His greatest concern, however, was with the tendency of governments to come under the control of a modern alternative to Plato’s guardians, a policy elite, a group which sustains its control through esoteric language, special education, and a rigorous control over who can be admitted to their ranks.  Some writers have gone so far as to suggest governments are ruled by a dominant and exclusive minority, a political caste if you like.  Given his concerns, Dahl comes up with a counterproposal which resembles my colleague’s thoughts from the past, but through a different process.  He suggests we begin to use minipopuluses to look at important issues, each a group of randomly selected citizens, perhaps a thousand at a time, who are asked to deliberate on a topic, and, after a year perhaps, identify appropriate policy options and actions.  A minipopulus could operate at any level of government, complementary to existing legislative bodies, and  providing a path for citizens to directly address a key topic.

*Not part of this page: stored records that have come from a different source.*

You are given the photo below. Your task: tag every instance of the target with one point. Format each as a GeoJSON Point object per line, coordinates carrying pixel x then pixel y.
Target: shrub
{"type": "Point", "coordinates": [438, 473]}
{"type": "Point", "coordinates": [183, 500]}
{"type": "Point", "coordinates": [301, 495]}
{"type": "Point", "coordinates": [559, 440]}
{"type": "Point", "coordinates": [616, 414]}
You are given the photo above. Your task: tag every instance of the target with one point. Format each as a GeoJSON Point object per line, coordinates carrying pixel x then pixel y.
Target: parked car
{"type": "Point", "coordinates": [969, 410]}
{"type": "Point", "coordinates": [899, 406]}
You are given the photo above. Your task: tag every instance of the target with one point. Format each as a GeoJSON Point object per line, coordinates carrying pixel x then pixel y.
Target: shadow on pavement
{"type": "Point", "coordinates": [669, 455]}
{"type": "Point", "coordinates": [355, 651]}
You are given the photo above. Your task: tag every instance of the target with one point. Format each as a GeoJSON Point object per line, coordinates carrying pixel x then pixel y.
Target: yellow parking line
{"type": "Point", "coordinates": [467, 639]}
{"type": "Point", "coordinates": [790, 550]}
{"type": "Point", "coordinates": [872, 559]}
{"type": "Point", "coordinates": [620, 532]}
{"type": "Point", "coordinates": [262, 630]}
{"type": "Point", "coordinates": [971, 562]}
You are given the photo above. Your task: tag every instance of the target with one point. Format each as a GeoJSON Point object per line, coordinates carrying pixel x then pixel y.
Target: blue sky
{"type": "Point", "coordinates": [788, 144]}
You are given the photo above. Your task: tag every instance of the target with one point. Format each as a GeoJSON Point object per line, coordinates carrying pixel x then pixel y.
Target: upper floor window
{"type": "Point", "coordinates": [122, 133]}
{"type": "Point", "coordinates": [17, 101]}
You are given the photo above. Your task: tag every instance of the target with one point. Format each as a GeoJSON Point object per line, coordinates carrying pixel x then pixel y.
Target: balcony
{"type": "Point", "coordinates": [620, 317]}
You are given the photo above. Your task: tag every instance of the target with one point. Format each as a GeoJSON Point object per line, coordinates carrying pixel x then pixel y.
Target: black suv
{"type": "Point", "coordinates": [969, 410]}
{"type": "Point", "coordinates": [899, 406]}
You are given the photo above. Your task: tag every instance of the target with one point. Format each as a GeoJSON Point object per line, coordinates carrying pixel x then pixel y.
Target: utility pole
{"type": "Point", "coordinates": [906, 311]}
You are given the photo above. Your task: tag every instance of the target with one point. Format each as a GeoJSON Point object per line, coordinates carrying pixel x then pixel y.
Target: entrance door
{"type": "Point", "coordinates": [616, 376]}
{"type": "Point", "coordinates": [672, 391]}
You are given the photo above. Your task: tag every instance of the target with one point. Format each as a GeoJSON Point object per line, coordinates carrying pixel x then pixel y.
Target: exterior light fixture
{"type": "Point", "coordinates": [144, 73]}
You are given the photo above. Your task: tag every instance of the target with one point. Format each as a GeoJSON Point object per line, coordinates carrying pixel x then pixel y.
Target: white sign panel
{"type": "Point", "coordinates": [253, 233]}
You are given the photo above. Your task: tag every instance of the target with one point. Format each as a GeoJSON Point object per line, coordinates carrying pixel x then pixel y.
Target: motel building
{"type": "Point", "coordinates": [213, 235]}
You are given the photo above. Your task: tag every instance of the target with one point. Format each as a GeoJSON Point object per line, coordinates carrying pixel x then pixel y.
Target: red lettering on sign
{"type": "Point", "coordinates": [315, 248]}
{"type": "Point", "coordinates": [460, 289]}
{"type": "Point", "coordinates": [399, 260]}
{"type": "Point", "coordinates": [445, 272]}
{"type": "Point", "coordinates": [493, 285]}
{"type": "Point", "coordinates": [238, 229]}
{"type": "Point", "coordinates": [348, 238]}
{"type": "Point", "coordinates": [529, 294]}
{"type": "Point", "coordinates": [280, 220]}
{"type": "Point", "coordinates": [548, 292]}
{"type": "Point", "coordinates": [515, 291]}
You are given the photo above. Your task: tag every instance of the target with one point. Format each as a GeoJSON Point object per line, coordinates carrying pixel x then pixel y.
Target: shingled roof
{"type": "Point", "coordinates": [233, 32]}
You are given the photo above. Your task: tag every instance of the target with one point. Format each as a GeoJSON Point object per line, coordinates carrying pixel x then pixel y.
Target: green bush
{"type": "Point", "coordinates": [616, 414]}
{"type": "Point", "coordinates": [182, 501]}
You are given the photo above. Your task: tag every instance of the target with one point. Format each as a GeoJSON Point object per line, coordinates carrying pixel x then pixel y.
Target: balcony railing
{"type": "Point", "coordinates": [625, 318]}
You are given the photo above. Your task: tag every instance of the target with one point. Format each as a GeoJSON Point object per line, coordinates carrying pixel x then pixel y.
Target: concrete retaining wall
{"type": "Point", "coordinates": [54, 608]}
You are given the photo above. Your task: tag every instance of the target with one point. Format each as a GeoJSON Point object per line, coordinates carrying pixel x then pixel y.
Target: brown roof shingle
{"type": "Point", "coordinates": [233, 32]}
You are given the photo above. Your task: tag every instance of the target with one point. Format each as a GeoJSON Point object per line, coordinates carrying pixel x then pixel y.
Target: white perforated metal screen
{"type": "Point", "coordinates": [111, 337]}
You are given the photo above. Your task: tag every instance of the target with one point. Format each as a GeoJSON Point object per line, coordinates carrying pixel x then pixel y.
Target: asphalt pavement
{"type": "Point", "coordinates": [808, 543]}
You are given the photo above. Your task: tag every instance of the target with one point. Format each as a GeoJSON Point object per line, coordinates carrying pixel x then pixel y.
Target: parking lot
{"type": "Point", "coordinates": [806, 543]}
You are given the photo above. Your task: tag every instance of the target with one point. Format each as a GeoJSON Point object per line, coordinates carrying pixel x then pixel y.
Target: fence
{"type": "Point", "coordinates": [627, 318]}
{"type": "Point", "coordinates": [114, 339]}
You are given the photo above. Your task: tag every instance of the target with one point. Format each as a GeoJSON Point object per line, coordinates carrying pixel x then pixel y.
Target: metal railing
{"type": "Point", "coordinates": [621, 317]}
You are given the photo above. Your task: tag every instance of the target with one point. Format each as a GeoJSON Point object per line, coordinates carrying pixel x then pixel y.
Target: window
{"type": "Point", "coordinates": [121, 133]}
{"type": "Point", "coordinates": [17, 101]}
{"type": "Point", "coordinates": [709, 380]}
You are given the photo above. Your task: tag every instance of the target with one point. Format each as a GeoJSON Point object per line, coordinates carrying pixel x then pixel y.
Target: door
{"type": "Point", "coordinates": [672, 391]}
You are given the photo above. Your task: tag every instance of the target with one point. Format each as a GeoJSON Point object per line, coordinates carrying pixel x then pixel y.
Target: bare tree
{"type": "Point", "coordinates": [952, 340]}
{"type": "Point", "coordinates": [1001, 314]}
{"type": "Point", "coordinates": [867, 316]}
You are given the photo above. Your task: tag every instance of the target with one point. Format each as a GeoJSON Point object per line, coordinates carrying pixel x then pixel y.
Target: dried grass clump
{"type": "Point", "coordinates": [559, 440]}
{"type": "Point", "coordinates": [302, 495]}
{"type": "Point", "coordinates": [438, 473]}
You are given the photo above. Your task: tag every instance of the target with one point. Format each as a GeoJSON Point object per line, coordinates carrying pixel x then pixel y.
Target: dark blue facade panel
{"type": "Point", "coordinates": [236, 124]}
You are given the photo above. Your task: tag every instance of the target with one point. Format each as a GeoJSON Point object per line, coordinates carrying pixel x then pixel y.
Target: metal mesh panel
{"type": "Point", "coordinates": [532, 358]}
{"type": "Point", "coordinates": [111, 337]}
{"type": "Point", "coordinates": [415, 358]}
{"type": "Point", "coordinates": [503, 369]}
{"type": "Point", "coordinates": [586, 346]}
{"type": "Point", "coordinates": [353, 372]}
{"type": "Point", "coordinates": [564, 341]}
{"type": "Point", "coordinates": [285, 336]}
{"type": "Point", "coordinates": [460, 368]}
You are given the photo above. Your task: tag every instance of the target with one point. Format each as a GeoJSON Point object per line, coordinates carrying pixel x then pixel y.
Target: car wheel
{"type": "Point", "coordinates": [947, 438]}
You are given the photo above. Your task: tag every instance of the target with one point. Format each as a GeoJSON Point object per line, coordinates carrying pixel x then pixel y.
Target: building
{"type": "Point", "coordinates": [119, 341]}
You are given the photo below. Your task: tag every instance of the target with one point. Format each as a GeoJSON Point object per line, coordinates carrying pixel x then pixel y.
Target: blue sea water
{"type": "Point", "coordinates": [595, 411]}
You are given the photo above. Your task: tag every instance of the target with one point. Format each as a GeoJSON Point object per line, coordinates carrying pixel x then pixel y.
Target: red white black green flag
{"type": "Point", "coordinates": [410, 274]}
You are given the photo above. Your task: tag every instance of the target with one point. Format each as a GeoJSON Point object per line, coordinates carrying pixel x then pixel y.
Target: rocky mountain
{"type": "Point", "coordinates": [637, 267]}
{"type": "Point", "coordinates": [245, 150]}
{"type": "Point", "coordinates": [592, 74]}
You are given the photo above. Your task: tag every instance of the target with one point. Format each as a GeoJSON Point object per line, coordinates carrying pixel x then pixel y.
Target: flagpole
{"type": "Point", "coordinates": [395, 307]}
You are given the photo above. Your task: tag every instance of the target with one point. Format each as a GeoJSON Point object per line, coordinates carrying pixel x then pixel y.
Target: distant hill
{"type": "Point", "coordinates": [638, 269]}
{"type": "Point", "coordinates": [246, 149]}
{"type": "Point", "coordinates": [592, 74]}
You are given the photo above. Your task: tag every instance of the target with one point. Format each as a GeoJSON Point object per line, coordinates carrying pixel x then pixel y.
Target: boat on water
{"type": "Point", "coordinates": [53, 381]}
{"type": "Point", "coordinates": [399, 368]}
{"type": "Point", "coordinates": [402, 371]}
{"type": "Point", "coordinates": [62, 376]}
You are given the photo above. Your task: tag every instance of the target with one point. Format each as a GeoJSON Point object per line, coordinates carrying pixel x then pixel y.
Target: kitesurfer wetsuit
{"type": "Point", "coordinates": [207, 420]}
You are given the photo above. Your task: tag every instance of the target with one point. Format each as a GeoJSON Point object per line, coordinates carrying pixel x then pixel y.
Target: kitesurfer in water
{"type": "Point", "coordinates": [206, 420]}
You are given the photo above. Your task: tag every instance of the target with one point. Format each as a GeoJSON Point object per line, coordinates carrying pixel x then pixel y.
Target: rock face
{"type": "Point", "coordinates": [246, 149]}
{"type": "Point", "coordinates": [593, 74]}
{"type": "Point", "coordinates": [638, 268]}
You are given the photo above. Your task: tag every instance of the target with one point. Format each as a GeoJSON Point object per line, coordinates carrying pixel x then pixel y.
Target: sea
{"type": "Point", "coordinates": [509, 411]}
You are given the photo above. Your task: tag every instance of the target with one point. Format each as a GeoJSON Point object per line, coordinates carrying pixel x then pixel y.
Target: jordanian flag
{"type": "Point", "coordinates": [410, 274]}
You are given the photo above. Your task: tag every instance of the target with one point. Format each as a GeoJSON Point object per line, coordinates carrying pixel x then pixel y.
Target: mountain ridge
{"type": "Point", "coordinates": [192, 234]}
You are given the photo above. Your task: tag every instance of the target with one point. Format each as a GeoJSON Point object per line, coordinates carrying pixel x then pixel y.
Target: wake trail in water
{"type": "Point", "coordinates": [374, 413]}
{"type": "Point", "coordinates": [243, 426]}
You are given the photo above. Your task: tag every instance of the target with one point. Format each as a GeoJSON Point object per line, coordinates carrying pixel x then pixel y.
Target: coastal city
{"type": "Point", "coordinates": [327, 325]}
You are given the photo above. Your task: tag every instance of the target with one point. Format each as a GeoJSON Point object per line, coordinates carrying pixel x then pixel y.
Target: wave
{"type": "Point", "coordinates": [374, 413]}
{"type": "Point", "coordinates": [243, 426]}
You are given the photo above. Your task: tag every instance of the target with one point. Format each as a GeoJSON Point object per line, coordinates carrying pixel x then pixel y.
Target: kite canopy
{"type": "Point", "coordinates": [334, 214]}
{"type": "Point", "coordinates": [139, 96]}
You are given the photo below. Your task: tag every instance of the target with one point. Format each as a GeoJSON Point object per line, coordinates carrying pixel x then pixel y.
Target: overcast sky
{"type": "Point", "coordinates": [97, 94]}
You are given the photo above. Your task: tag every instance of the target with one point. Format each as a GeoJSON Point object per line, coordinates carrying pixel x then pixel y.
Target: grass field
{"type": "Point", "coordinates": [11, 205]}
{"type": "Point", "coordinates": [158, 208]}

It wasn’t all bad in the Wye Woods in 1992.  Americans did have the opportunity to see and hear their presidential candidates.  Seeing is important, observing how a person responds to questions, how they look at you, and offering the opportunity to catch those slight but significant ‘tells’ that indicate whether the person is lying or not, and whether they mean what they are saying.  Each candidate was expected to explain policy in relation to various issues, and, with good moderators, to describe how policies would be put into practice.  In that American system, when election day came, Americans could vote for the candidate they preferred, and could do so with some sense of the policy alternatives on offer.  Thirty years ago, candidates hadn’t perfected the skill of never answering questions, only addressing the topics they preferred, and moderators were less biased in questioning, and less willing to allow style to subordinate substance.  The United States was an oligarchy, but with some elements of democratic practice in place.  We didn’t realise how much worse it would get.

Don McLean’s American Pie had been recorded 20 years earlier, a memorable evocation of the way the world was changing.  With a few tweaks to his words, it’s an apt commentary on politics then and now: Do you recall what was revealed, The day democracy died? We started singin’, Bye, bye Miss American Pie, Drove my Chevy to the levee but the levee was dry, Them good ole boys were drinking whiskey and rye, And singin’ this’ll be the day that I die.  We’re not dead yet, but if critics like Dahl are ignored, I fear democracy is terminal.